Wednesday,13 December, 2017
Current issue | Issue 1288, (24 - 30 March 2016)
Wednesday,13 December, 2017
Issue 1288, (24 - 30 March 2016)

Ahram Weekly

Editorial: A nation in mourning

Al-Ahram Weekly

Attacks against Egypt’s soldiers and officers fighting extremist, terrorist organisations in Sinai have become common over the past three years. Nevertheless, this doesn’t make any new attack less painful, as young, brave Egyptian men lose their lives while combating groups that are certainly fighting a lost war.

On Saturday, 15 more names were added to the long list of martyrs who sacrificed their lives to save their country and people from a fate of chaos and infighting among militias, as has been the case in neighbouring Libya, and in Syria, Iraq and Yemen. According to security sources, three soldiers were kidnapped after the attack on a police checkpoint in Al-Arish, the capital of North Sinai. The attack was claimed by Welayat Sinai , a branch of the terrorist Islamic State (IS) group that operates in the peninsula.

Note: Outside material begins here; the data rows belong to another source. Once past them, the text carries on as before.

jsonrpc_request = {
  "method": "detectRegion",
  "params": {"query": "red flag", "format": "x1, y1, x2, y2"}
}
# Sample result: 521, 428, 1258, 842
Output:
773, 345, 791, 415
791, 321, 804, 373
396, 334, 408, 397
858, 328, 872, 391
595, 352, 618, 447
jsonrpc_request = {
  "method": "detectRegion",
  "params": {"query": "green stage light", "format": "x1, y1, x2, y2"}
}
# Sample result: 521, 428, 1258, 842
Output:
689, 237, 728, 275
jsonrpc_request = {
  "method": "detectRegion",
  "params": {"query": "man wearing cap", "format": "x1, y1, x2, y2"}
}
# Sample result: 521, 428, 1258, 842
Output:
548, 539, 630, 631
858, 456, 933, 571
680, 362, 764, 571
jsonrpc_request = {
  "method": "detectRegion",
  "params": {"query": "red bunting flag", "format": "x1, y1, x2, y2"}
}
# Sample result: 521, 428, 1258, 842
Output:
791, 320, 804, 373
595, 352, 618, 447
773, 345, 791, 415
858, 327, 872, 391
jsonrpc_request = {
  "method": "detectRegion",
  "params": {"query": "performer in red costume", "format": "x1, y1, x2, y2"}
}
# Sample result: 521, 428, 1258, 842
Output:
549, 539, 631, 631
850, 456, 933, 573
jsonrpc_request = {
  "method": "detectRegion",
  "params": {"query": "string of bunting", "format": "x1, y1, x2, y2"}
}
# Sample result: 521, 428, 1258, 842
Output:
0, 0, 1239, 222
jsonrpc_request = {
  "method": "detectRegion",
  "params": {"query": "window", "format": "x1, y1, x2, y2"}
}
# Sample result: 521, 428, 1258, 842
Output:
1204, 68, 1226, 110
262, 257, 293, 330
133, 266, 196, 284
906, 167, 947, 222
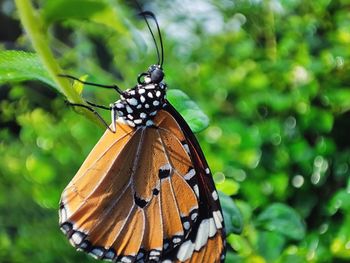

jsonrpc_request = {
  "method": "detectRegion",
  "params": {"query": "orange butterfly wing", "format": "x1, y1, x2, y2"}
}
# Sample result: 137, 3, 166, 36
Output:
60, 110, 222, 262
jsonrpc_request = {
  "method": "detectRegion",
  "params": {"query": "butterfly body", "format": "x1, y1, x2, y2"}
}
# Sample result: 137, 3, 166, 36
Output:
111, 65, 167, 127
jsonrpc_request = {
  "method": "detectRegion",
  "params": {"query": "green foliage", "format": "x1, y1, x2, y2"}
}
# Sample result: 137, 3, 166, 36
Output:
167, 89, 209, 132
0, 51, 55, 87
0, 0, 350, 263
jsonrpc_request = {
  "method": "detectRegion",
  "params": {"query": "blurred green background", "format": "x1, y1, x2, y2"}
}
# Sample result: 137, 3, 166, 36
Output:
0, 0, 350, 263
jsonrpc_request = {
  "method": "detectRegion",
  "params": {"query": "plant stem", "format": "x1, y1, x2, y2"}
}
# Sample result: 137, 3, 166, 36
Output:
15, 0, 104, 127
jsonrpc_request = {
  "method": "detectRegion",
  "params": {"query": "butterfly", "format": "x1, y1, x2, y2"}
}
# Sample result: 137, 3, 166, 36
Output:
59, 8, 226, 263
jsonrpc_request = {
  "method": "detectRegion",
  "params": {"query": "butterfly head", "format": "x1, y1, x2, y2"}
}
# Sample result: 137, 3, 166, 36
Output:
137, 64, 164, 84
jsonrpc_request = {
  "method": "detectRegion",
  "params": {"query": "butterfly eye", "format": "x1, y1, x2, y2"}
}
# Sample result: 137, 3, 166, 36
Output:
150, 67, 164, 83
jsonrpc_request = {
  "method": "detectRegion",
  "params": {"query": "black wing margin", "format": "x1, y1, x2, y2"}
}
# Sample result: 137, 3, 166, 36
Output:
163, 101, 226, 263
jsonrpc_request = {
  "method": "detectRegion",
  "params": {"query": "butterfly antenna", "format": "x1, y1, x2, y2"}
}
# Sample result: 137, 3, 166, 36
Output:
142, 11, 164, 67
135, 0, 164, 67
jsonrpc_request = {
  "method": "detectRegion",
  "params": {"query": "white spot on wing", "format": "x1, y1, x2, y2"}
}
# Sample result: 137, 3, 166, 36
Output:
176, 240, 194, 261
213, 210, 223, 229
191, 213, 198, 220
211, 190, 219, 201
127, 98, 137, 106
146, 120, 154, 126
209, 218, 216, 237
184, 221, 191, 230
184, 169, 198, 182
126, 105, 132, 113
194, 219, 209, 251
120, 257, 132, 263
115, 102, 124, 109
60, 207, 67, 224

In previous similar incidents, IS terrorists brutally murdered their hostages, using horrific means to kill their victims. Killing a hostage violates the most precious principles of the Islamic religion they claim to be fighting for, and which strictly prohibits committing any harm towards war captives. This is why all respected Muslim scholars have been firm in rejecting the absurd claims of IS that its true goal is to build an Islamic state, or caliphate.

The followers of IS are nothing more than gangs of fanatics who live in their own world, taking advantage of the widespread state of chaos all over the region, with collapsed governments and fragmented armies.

Immediately following the removal of former president and Muslim Brotherhood leader Mohamed Morsi in early July 2013, one of the group’s top figures, Mohamed Beltagi, said: “The moment Morsi gets back into office, all violence will stop in Sinai.” During his one year in office, Morsi released from prison dozens of militants who were known for their involvement in terrorist organisations, including Al-Qaeda and IS.

He also publicly supported and encouraged the travel of hundreds of young Egyptians, including some who belong to the Brotherhood, to Syria to fight alongside extremist organisations against Syrian President Bashar Al-Assad.

These complex conditions should not make us shy away from learning from previous mistakes to avoid repeated attacks against Egypt’s police and army in Sinai. In addition to the outsiders who come from all over the world to take part in the declared “jihad” against “an infidel regime”, many of the militants involved in the attacks are from the local population and hide in their midst. This means that concerned authorities certainly need better sources of intelligence, and this can only happen by winning the hearts and minds of the local people.

Speaking about the need for economic development in North Sinai while a real war is taking place is nothing but meaningless rhetoric. There remains a vital need to win locals in Sinai to the side of the army and police by treating them well at checkpoints and making sure that damage to their lives or property from counter-terrorism efforts is immediately compensated.

There also must be better protection for local sources, particularly as there have been cases of the kidnapping and killing of those accused by local IS elements of working as “informants”.

Finally, those who carry out terrorist attacks in Sinai and on Egypt’s mainland should seriously consider the popular reaction to their crimes each time the country loses a new group of courageous young men in the fight against terrorism. All of Egypt fell into mourning after the latest terrorist attack in Al-Arish.

In the funerals held for these heroes, whether in Cairo, the Delta, Port Said or Upper Egypt, there was nothing but determination to continue the fight to protect Egypt and its people against groups who offer nothing but death and brutality. That is why the terrorists are fighting a lost war.